Selecting the right endpoints to establish clinical benefit is one of the most challenging aspects of rare disease drug development. The starting point for determining relevant and sensitive efficacy endpoints is understanding the etiology of the disease and the drug’s precise mechanism of action (MOA). But with rare and ultra-rare diseases, often little is known about the condition’s natural course, and the experimental agent’s MOA may not be fully elucidated. Patients are often difficult to locate, making it hard to power a study adequately enough to measure treatment effects.
Identifying the optimal endpoints for rare and ultra-rare diseases takes a lot of work. Based on my experiences in this fast-evolving field, I can offer some advice on how best to do it:
Seek optimal endpoints, not just relevant or convenient ones
In my experience working with sponsors, they often face a situation where there are many possible endpoints, but it’s unclear which are the most meaningful. In this scenario, the task is to identify the optimal endpoints. Recently, a sponsor approached us with a complex case: they were developing a treatment for a rare autoimmune disorder with progressive neurologic phenotypes affecting patients’ motor function. This chronic condition systematically damages the peripheral nervous system, offering many potential objective and subjective endpoints to measure the impact of the drug on the loss or alteration of function. But which endpoints were optimal clinically and statistically? And which were the most meaningful to patients? There is no gold standard for endpoints in this disease.
We took a multidisciplinary approach to solve the dilemma. Our medical experts interviewed key opinion leaders (KOLs) on scientific and medical aspects of the disease, conducted a thorough review of published literature, and analyzed the briefing documents of approved drugs in similar indications and information about failed drugs. After exhaustive due diligence, we proposed a data-driven set of clinical endpoints optimized for the experimental agent. The sponsor is incorporating these into the trial protocol.
To find the optimal endpoints for a rare disease trial, conduct thorough and cross-disciplinary due diligence on the condition. Endpoint selection should be science- and data-driven and reflect patients’ priorities whenever possible. Don’t settle for relevant or convenient endpoints; they may not be optimal.
Parse the rare disease patient population thoroughly
One of the most common problems I encounter working in rare diseases is the lack of a thorough, in-depth scientific understanding of the condition’s genetic target and complex mutation profiles. This can lead to treating the wrong patient group because of insufficient patient subcategorization or suboptimal biomarker testing.
For example, research shows that more than 80 percent of rare diseases are genetic, and about 50 percent affect infants and children. In this setting, endpoints often need to be customized by age group and genotype or phenotype. And companies should stratify the patient population: for example, patients under two years old, patients aged 3 to 12, and adolescents represent heterogeneous subpopulations that may require different age-appropriate endpoints and cutoffs.
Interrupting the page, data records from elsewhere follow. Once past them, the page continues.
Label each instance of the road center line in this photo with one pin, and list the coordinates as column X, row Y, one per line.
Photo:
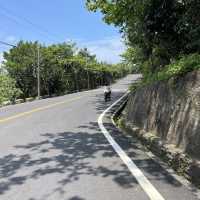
column 136, row 172
column 37, row 110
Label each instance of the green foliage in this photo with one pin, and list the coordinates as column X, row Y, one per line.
column 8, row 91
column 63, row 69
column 176, row 68
column 160, row 30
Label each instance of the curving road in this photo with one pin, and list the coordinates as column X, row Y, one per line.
column 53, row 149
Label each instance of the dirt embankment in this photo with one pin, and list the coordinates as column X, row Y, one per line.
column 166, row 116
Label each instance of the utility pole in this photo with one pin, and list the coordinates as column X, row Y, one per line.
column 88, row 75
column 38, row 70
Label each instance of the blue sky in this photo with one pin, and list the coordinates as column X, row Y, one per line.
column 58, row 21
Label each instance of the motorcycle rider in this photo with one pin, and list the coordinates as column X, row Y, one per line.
column 107, row 92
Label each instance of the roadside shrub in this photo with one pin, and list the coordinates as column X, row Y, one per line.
column 8, row 91
column 176, row 68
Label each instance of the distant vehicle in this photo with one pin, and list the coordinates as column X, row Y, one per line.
column 107, row 93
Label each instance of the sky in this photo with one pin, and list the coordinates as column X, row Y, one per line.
column 58, row 21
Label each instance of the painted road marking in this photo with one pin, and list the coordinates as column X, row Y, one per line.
column 36, row 110
column 136, row 172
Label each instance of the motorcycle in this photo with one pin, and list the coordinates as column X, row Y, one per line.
column 107, row 94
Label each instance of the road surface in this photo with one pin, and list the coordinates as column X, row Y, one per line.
column 53, row 149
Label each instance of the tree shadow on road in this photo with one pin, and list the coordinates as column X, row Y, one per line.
column 74, row 155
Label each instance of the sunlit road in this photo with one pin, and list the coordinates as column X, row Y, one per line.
column 53, row 149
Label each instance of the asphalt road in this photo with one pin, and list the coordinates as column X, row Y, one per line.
column 53, row 149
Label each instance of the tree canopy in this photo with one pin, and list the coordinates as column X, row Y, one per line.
column 159, row 30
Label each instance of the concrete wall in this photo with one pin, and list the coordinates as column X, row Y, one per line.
column 170, row 110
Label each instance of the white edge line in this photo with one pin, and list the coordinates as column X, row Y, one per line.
column 179, row 178
column 136, row 172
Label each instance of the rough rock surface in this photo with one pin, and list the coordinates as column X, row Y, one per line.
column 170, row 110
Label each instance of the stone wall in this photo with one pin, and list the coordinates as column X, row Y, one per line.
column 170, row 110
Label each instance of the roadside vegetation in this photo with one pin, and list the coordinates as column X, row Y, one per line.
column 162, row 37
column 63, row 69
Further, patients in different age groups suffering from a rare disease will be at different stages of disease progression and likely harbor different subtypes of genetic profiles.
Endpoint selection needs to proceed from a thorough understanding of the heterogeneity of patients and disease expression across different age groups that will be studied in a trial. For example, recently, we worked with a sponsor developing a gene therapy for a rare musculoskeletal disease. The due diligence assessment revealed that the rate of ambulatory decline varies for these patients by mutational subgroup. We collaborated with the sponsor to establish different clinical endpoints, cutoffs, and biomarkers tailored to the targeted patient subgroups in the study.
Further, how feasible and practical will it be to capture and assess the chosen endpoints in each age group at investigative sites, clinics, or remotely? The answer is critical to endpoint selection in clinical study design and in quality implementation.